Warwick REYNOLDS
London 1880 - Glasgow 1926
Biography
Born in Islington, Warwick Reynolds was the son of a cartoonist and illustrator of the same name. He studied in London at the Grosvenor Studio and the St. John’s Wood Art School, and in 1895 began working as a magazine illustrator, eventually contributing to such publications as The Idler, Pearson’s Magazine, The Quiver and The Strand Magazine, among others. Reynolds had a particular interest in depicting animals, and made studies at the London Zoo at Regent’s Park between 1895 and 1901, where he earned an artist’s ticket at the age of thirteen.
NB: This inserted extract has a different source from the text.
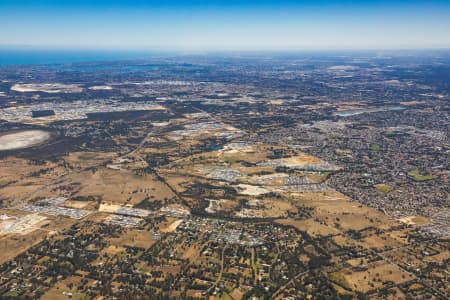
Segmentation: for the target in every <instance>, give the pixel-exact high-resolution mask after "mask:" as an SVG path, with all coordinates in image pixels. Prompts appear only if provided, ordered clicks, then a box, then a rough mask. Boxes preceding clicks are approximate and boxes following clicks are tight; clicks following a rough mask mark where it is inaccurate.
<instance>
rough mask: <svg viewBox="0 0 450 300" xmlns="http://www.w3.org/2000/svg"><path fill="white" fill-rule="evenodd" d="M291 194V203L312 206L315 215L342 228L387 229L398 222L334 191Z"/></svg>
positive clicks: (356, 229)
mask: <svg viewBox="0 0 450 300" xmlns="http://www.w3.org/2000/svg"><path fill="white" fill-rule="evenodd" d="M292 196H293V198H291V201H292V202H293V203H296V204H300V205H304V206H306V207H312V208H314V211H313V215H314V216H315V217H317V218H319V219H320V220H321V221H324V222H325V223H326V224H327V225H330V226H332V225H334V226H335V227H339V229H342V230H349V229H353V230H361V229H364V228H367V227H377V228H380V229H389V228H391V227H392V226H394V225H396V224H398V223H397V222H396V221H395V220H393V219H391V218H389V217H387V216H386V215H384V214H383V213H381V212H379V211H377V210H375V209H373V208H369V207H367V206H364V205H362V204H360V203H358V202H354V201H349V199H348V198H347V197H346V196H344V195H342V194H340V193H338V192H335V191H326V192H317V193H309V192H308V193H295V194H292ZM294 197H295V198H294Z"/></svg>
He also illustrated a number of books on wildlife themes, including H. Mortimer Batten’s Habits and Characters of British Wild Animals, published in 1920, and Dwellers in the Jungle by Gordon Casserly, which appeared in 1927. In 1906 Reynolds settled in Glasgow, where he was employed as a staff artist for the Daily Record newspaper. He lived and worked in Glasgow for the remainder of his career, apart from a year spent in Paris in 1908, where he enrolled at the Académie Julian. He made drawings of animals at the Edinburgh Zoo, and exhibited his work at the Royal Academy, the Royal Glasgow Institute of Fine Arts and the Royal Scottish Academy. He died in 1926 at the age of forty-six, and the following year memorial exhibitions of his work were held at the Sporting Gallery in London and the Wellington Art Galleries in Glasgow.